All Voices Matter: noting a lack of simplified textbooks

In+her+weekly+column%2C+All+Voices+Matter%2C+staff+reporter+Aviance+Pritchett+gives+her+take+on+social+and+cultural+issues.+

Prachurjya Shreya

In her weekly column, All Voices Matter, staff reporter Aviance Pritchett gives her take on social and cultural issues.

Aviance Pritchett, Staff Reporter

One of the things that we’ve been taught throughout middle school and high school is the importance of studying and taking notes. We use flashcards, annotate, write on sticky notes, or practice with our classmates, and in the end we should have memorized most, if not all, of the material that we will eventually be tested or quizzed on. But those methods require you to find an environment where you’re able to concentrate.

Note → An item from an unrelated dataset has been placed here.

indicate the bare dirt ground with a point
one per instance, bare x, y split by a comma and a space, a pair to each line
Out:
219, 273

Sure, we can use things like Quizlet that try to give you typing races or timed matching races to make studying fun, but you can only keep that up for so long. It’s even worse when it comes to classes, such as AP US History, requires you to read a large notebook and take notes from it.

From my experience in school I was never thought how to take notes from a book. It’s even harder for me because my mind is constantly going elsewhere–I daydream, I pace, I make excuses, I procrastinate.

Teachers wonder why less and less students take notes, especially as exam season comes nearer and nearer, and why our grades begin to slip. We get reading guides that tell us what to look for, and it’s a tad helpful because you aren’t just mindlessly writing down whatever you see, but it isn’t a solution that reduces the stress

In my reading guide, one chapter has 79 terms that I need to study for, and I haven’t even finished the other two chapters from before. The textbooks are droll–I enjoy history, but the textbooks seem to be 85% filler information that will not be useful to know on my tests and 15% actual information that I have to learn. It could go on for two pages about how one politician has gray slicked back hair and only wore pants on Tuesday, and only one sentence will talk about his importance to history.

Textbooks should be more interactive, or the very least simplified. Give me the important information in a few sentences or less–I don’t want to search for it, constantly reading the same paragraph and picking out the good stuff like a needle in a haystack.

There should be a change in formula and design, something to make it not only easier for students, but also more enjoyable. I love history a lot, but it’s so hard to take everything in when it feels like all of the reading that I’m doing is just going through one ear and out of the other.